FWIW, I've gotten rid of several by first leaving them for a year to "soften" them up, then I drill holes, pour kerosene in the holes (don't use gasoline!) and lighting them. They burn for hours, but it usually gets the stump down enough that I can put a few inches of dirt over them.


----------



## Blackmirror

JohnWill said:


> FWIW, I've gotten rid of several by first leaving them for a year to "soften" them up, then I drill holes, pour kerosene in the holes (don't use gasoline!) and lighting them. They burn for hours, but it usually gets the stump down enough that I can put a few inches of dirt over them.


Its right next to a house John lol be a brave soul who tried that ..

Turn it into something .. a bird table stand


----------



## hewee

C4 works great.


----------



## JohnWill

Blackmirror said:


> Its right next to a house John lol be a brave soul who tried that ..
> 
> Turn it into something .. a bird table stand


Actually, the kerosene burns pretty slowly, it's an easy fire to control. I did this for a stump a few feet from a stucco wall, no ill effects.


----------



## Skivvywaver

I kill them by drilling holes and then blasting it full of spectracide. It is cheap, it works, and it is legal.


----------



## lizard

LauraMJ said:


> Drill several holes in it as far down as you can and pour salt in the holes.
> 
> We've logged three acres (on a hill side so that it could not be stumped or we'd loose too much topsoil) and had to deal with the stumps. Drill holes and pour salt. Best way we've found. Seems to work better than bleach.


 :up: My landscaping friends agree.  
They said to cover it when you're done filling the holes, with something like tarpaper to keep the moisture away. It will speed-up the process.


----------



## Blackmirror

Put a tablecloth on and use it as a very small table


----------



## gurutech

Home Depot sells a powder that is safe for the soil, but will kill the tree stump. The only drawback is that it takes 18 months to dry-rot the stump, so kerosene can be poured on it to turn it to ashes.

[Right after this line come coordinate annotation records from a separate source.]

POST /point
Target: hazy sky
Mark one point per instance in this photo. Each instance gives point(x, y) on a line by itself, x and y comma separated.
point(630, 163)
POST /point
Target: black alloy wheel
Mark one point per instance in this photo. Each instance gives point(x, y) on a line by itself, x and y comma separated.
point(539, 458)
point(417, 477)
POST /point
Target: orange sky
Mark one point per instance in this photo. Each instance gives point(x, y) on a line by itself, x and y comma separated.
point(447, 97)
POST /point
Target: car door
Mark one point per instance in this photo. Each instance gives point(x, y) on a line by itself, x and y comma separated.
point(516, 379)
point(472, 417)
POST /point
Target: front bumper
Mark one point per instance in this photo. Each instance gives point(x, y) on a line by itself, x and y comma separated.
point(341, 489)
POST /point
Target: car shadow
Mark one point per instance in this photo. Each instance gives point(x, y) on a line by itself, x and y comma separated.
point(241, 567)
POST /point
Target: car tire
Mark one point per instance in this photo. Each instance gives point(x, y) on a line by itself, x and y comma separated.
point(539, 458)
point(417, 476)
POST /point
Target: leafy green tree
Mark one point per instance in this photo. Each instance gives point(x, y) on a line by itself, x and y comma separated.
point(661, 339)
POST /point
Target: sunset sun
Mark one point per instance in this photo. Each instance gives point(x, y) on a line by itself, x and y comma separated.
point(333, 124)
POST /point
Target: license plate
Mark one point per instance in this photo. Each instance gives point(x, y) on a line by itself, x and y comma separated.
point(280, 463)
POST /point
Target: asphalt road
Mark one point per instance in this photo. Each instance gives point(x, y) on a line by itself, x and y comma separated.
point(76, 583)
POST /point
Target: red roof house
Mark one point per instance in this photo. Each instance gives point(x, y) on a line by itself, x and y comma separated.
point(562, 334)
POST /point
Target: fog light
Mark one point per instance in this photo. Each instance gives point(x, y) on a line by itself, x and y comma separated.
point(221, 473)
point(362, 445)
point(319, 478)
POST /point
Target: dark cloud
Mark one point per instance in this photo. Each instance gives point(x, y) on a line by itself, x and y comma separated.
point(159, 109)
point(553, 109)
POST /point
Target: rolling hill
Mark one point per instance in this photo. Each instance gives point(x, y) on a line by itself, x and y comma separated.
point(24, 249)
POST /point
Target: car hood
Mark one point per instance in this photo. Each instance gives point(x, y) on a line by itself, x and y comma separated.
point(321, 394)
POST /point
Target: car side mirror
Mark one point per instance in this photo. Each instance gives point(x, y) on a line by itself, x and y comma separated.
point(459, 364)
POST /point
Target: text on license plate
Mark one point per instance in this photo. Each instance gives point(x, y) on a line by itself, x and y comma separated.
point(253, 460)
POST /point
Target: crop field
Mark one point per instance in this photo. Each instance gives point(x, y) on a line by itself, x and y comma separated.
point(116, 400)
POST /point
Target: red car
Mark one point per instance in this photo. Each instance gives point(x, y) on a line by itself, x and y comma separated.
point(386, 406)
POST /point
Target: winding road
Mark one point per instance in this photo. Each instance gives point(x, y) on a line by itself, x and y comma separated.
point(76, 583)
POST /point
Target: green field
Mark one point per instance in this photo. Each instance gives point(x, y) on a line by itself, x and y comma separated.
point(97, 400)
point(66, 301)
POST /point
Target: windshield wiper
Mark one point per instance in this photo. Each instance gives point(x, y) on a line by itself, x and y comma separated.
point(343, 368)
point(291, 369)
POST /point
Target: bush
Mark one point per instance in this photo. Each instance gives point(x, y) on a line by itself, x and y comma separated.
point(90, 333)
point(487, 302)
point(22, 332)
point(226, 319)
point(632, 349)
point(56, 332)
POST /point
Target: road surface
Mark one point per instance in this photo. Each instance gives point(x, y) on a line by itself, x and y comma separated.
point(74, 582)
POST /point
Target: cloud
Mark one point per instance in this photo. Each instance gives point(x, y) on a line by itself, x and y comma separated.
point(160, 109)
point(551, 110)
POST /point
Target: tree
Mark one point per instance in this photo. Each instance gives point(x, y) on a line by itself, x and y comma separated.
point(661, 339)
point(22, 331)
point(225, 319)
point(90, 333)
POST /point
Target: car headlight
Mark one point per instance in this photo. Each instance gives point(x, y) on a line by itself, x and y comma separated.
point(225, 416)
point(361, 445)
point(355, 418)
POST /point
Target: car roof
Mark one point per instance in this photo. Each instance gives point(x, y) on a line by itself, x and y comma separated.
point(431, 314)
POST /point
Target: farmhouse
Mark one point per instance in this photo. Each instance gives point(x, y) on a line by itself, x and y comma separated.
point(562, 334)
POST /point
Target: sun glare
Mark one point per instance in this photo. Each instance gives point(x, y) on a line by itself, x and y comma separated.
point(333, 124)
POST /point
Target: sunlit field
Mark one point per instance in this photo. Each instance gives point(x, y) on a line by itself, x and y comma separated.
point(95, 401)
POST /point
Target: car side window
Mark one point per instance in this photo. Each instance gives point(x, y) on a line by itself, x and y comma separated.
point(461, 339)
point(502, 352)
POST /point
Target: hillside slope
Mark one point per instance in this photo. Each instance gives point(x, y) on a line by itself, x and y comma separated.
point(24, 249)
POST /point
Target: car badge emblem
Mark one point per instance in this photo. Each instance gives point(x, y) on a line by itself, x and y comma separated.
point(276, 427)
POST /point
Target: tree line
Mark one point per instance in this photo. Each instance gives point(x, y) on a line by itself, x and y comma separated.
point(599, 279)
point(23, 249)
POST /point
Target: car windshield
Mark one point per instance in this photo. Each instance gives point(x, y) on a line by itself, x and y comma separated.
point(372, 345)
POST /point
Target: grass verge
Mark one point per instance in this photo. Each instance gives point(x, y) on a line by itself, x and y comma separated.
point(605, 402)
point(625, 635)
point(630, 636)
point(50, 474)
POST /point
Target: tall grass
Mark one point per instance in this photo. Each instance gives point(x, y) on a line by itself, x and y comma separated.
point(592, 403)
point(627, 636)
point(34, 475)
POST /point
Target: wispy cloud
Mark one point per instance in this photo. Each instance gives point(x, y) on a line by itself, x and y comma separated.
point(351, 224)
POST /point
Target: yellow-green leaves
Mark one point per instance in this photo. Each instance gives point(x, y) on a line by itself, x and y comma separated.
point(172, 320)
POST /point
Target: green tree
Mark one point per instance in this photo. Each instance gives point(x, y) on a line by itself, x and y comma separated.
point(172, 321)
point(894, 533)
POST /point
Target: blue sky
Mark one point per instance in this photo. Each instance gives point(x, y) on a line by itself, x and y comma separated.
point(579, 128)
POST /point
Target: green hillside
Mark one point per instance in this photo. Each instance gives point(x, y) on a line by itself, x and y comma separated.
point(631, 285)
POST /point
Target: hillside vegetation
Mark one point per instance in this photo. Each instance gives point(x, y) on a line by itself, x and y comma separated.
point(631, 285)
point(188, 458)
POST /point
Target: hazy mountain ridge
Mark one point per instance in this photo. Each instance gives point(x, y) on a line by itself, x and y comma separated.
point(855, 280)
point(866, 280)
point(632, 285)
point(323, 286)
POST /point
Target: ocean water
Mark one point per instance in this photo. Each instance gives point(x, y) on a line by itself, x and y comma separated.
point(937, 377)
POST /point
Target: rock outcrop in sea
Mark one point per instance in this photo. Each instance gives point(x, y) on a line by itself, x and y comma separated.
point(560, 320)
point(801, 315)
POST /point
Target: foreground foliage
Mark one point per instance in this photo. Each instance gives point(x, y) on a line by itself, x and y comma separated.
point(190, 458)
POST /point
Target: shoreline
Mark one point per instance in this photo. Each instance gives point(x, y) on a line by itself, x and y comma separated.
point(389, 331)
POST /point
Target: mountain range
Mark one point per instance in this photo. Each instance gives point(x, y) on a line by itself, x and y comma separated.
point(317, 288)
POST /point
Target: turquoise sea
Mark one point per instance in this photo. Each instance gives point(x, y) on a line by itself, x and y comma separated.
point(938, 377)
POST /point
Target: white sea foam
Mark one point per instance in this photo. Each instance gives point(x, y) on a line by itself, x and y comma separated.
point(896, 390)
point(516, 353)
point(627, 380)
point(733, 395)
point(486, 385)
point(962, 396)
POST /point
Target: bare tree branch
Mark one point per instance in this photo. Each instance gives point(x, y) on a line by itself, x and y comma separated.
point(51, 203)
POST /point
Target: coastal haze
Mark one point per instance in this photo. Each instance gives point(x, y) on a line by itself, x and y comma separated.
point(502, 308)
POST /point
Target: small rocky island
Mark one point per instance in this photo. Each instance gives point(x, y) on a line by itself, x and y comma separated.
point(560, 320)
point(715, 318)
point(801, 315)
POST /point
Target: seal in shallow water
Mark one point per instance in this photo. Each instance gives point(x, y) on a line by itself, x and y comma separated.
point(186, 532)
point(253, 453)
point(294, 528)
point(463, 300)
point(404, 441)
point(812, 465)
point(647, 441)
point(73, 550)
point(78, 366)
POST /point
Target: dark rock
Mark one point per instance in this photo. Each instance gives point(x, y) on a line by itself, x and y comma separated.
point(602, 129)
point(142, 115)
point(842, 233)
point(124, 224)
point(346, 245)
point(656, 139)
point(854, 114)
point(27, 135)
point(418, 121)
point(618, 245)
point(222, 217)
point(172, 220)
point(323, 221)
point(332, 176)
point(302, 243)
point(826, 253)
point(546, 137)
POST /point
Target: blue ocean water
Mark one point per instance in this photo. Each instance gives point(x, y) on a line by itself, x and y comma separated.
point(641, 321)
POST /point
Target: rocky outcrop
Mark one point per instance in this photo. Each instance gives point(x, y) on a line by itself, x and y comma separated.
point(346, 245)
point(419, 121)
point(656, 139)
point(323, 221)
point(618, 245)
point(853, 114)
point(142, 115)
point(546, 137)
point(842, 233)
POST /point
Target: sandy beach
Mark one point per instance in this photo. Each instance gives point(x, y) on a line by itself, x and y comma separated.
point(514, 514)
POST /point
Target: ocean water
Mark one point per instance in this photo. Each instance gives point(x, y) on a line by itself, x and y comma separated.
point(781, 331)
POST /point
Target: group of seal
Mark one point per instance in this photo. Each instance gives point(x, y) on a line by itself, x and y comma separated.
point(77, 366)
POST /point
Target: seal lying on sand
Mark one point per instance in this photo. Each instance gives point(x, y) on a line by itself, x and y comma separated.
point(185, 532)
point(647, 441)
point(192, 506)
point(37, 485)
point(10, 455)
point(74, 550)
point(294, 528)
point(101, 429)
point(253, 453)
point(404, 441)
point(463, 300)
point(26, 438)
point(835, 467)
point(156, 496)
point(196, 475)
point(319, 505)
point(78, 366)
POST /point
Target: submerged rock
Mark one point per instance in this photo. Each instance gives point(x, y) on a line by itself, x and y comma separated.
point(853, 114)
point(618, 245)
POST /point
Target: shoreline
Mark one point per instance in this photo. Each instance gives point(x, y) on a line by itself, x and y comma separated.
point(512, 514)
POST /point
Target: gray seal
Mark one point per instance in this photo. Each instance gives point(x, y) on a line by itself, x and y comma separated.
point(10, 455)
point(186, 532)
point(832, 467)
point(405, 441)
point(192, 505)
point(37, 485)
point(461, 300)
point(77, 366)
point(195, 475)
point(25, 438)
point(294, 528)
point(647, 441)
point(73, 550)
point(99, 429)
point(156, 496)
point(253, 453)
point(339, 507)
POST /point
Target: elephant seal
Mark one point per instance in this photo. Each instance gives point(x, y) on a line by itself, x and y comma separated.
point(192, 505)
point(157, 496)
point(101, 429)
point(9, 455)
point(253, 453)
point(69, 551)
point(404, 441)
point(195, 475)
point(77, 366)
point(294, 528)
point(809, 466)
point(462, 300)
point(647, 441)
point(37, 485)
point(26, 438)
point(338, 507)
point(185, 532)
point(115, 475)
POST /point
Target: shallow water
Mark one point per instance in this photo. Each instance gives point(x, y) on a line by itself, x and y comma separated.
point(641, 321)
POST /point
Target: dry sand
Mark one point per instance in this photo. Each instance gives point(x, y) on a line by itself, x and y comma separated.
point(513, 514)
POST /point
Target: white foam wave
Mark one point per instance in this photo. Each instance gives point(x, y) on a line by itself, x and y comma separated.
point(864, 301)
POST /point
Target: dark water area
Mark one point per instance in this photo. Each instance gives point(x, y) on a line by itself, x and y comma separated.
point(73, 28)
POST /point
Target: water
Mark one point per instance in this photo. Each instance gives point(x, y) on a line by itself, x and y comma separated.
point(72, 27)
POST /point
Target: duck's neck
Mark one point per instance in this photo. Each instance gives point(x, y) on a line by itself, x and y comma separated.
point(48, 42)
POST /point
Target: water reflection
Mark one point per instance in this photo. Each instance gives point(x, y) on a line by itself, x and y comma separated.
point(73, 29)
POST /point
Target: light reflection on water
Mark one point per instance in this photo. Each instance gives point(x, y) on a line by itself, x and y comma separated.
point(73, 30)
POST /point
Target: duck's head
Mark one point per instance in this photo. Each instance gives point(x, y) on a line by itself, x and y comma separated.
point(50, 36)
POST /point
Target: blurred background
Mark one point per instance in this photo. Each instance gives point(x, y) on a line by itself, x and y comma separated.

A much simpler solution would be to contact a tree service, and depending on the size of the stump, they can grind it down for a cheap price. Then you will have mulch for your other gardening needs!


----------



## JohnWill

Cheap price! My local guy wants $150-200 to grind out a 12" stump!


----------



## gurutech

My guy charged me $150 for 2 stumps... but maybe that was because I also had another 2 trees cut down at the same time....


----------